La pasticceria napoletana. Le sfogliatelle calde. I babà che trasudano l’aroma zuccherino del rum. Gli struffoli, intrisi di miele, dolce antichissimo che, forse, già veniva assaporato ai tempi in cui Virgilio frequentava le scuole Epicuree della città…
L’arte dolciaria è sempre stata simbolo di opulenza. E di eleganza. Di creatività, anche. I grandi maestri pasticceri del Rinascimento, che costruivano incredibili architetture di zucchero e marzapane. Opere effimere, ma che rivaleggiavano sulle mense dei Medici e degli Sforza con le opere in marmo e pietra dei grandi architetti. Di Brunelleschi, Alberti… Di Palladio. E, poi, del Sansovino e ancora del Vanvitelli…
D’altronde nel dolce – oggi demonizzato da dietologi e salutisti – sembra quasi celarsi una misteriosa chiave. Una chiave capace di schiudere i cancelli del Paradiso. Che, poi, è da sempre immaginato come uno splendido giardino. Ove esseri angelici dalle fattezze di fanciulle incantevoli – le Fravashi persiane, le Uri del Corano… – offrono ai beati frutti dolcissimi, datteri ed altro. A fugare dalla bocca il ricordo del sapore amaro della vita…

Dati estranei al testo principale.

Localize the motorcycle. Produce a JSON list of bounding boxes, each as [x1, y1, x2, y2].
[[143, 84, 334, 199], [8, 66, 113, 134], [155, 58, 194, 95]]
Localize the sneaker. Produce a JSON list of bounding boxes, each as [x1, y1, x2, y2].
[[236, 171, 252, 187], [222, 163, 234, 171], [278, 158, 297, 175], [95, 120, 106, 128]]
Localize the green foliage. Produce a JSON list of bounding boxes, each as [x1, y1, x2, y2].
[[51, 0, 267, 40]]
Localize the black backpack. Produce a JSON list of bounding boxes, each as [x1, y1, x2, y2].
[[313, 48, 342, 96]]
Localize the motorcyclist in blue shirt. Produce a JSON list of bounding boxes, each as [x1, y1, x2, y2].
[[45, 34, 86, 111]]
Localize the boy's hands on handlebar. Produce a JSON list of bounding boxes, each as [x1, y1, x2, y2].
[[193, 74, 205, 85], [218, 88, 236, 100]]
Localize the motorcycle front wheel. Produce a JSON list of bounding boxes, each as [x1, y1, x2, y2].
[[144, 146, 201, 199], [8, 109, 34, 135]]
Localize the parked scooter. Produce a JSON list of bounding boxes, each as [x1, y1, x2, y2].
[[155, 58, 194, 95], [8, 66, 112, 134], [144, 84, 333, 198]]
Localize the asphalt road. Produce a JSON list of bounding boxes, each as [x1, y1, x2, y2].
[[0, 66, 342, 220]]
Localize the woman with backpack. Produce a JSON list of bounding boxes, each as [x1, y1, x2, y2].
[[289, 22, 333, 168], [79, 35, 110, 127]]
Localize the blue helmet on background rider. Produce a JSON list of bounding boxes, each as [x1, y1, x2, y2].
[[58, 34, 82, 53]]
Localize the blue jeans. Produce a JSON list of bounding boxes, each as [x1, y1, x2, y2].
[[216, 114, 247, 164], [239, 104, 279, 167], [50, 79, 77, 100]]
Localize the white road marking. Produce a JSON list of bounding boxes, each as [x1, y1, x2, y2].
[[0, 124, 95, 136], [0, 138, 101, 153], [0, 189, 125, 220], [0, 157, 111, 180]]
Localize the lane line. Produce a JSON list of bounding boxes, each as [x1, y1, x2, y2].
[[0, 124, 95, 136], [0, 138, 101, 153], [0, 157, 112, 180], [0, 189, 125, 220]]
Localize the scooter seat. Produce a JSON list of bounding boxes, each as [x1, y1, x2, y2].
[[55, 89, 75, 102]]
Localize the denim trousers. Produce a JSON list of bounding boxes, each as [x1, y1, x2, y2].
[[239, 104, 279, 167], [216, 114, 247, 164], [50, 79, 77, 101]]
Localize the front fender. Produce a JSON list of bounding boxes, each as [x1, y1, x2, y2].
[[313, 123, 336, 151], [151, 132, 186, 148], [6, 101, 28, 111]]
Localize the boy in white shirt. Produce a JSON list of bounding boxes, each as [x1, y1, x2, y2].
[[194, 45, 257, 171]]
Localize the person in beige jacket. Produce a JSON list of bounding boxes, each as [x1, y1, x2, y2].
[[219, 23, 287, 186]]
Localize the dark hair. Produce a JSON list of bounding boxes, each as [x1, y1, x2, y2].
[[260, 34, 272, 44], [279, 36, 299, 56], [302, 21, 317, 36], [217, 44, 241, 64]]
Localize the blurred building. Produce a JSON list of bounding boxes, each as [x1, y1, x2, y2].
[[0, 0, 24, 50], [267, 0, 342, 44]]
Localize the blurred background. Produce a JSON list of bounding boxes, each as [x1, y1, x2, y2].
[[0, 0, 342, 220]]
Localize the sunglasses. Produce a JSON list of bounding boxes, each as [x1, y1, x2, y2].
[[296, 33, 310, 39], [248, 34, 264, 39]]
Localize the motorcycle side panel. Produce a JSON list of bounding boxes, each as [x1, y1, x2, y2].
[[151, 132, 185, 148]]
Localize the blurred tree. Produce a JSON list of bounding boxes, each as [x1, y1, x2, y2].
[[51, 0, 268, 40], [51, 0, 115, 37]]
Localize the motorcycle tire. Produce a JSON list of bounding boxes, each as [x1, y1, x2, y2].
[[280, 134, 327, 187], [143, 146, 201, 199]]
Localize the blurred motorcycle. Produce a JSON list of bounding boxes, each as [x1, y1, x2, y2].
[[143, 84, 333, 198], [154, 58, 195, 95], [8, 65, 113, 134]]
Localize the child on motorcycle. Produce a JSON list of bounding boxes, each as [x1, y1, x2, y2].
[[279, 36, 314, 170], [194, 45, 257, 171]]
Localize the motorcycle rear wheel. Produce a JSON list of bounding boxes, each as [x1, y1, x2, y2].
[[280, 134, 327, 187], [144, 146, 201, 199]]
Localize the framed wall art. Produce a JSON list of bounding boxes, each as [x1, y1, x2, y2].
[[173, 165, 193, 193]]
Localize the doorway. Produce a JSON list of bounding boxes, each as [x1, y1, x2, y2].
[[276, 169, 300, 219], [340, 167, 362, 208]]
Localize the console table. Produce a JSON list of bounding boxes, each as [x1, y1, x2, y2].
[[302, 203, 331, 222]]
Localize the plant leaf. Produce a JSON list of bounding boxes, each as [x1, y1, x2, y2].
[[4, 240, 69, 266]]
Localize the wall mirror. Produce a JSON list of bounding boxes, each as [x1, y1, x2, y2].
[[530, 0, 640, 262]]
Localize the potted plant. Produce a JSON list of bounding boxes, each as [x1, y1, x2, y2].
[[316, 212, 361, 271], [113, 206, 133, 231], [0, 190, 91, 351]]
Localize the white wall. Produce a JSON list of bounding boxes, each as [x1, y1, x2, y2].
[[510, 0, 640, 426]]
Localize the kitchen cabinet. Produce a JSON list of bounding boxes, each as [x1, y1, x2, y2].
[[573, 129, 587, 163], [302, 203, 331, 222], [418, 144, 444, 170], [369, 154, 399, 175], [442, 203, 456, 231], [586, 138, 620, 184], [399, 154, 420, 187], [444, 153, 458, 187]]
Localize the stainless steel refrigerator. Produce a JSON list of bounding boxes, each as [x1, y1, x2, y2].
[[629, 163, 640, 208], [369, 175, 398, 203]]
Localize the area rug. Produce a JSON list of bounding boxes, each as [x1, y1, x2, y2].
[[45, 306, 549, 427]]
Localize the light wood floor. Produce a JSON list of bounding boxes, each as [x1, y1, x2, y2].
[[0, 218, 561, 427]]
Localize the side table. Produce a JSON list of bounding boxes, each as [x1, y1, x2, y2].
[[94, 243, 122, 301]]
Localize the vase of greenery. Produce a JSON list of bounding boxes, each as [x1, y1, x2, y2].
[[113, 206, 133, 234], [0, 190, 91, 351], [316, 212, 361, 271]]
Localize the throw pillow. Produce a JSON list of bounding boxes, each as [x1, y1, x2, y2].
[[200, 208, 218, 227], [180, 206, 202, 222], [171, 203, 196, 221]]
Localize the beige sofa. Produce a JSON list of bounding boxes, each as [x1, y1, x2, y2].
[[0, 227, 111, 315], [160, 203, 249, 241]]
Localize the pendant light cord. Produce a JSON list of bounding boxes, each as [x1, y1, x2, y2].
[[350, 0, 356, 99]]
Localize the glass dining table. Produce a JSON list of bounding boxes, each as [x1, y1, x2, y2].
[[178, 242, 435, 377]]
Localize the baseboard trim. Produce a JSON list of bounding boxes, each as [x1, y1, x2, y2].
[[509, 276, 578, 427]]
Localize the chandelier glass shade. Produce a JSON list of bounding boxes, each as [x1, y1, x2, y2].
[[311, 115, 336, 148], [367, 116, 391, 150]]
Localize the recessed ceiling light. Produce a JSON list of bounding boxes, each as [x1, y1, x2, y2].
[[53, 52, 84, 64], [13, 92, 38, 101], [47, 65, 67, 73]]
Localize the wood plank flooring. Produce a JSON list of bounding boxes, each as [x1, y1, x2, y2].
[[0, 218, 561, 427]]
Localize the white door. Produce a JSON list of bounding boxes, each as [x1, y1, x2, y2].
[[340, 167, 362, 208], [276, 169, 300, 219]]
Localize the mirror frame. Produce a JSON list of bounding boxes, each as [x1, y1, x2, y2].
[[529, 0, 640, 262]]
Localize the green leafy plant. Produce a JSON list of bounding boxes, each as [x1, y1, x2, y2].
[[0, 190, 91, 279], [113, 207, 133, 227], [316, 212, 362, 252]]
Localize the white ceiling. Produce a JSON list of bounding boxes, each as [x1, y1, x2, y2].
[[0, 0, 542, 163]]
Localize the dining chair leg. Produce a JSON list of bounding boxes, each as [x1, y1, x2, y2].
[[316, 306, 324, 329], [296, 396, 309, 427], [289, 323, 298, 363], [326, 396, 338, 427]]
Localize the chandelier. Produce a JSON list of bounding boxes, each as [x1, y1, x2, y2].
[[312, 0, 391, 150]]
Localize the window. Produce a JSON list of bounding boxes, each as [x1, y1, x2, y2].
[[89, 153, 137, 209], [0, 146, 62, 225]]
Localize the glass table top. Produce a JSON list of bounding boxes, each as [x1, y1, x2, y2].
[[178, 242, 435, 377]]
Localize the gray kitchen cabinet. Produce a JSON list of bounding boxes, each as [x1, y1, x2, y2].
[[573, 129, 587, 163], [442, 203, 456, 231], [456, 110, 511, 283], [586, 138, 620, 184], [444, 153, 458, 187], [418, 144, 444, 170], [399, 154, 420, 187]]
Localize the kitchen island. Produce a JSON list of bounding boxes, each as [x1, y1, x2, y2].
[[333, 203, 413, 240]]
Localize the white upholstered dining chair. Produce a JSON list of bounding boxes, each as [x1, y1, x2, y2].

Le granite dai molti gusti di Sicilia. I dolci di martorana. Le creme di pistacchio e mandorle. I colori della pasticceria siciliana, da cui ha preso spunto questa mia divagazione. Echi, in questo pomeriggio estivo e noioso… echi di sapori, profumi di zagare… Un modo di abbandonarsi al fantasticare. Di sentire, nella brezza calda, una sorta di aura di quello che il Foscolo chiama i Beati Elisi. E di dimenticare, per un attimo, l’amaro del presente.
1 commento
Mi colpisce l attacco, perché mi riporta a qualcosa che ho scritto ad uno -sconosciuto amico- qualche giorno fa, in un messaggio rapido,di cui ora non ricordo quasi nulla tranne quel TUPPO. Già,ma,a dirla tutta,l amico non si è visto recapitare quella parola tra le altre. Perché essa è rimasta nella mia mente,mentre ho preferito tradurla in un Francese (lingua tra l altro che amo ancora moltissimo e che fino all’ iscrizione all università conoscevo profondamente, sebbene mi mancasse solo quella fase di parlato quotidiano per possederla..),CHIGNON,che però è ben lontano dal concetto che volevo esprimere. Chignon ha quasi un’eleganza affettata,quella che io detesto, quella di un’estetica dettata da certe regole,da certe mode,o di chi ama darsi un tono,con un francesismo di classe. Avrei voluto dire TUPPO,esatta descrizione dei capelli raccolti di Marie Curie e Maria Montessori, sempre uguali in quelle foto che ci restano, oltre certe etichette,donne non appartenenti ad un tempo, avanti nella loro epoca così come in questa nostra.
Credevo che si trattasse di una parola del mio dialetto,imparata da mia nonna che lo ha portato tutta la vita,quel tuppo, senza parrucchieri,senza colori, senza paure(il vero green,non quello oggi tanto osannato e pubblicizzato, che porta una come me, da sempre “parsimoniosa” nell economia e rispettosa,quanto possibile,a divenire reazionaria anche in questo senso).
Non è una parola solo del dialetto, dunque,ma ,anche se lo fosse,ora mi sono ricordata della potenza dell’ idioma, di ciò che è andato perduto,di un’ altra piccola pietra che costituiva una montagna e che abbiamo,poco a poco, ridotto, ricchezza svenduta al progresso .
L amaro che ci tocca ormai gustare(o forse sempre ci toccò,sempre quello volemmo per fingerci vivi, ), è quell Amaro Miele, ossimoro perfettamente evocativo,scelto proprio da un noto siciliano,per un suo scritto, Gesualdo Bufalino.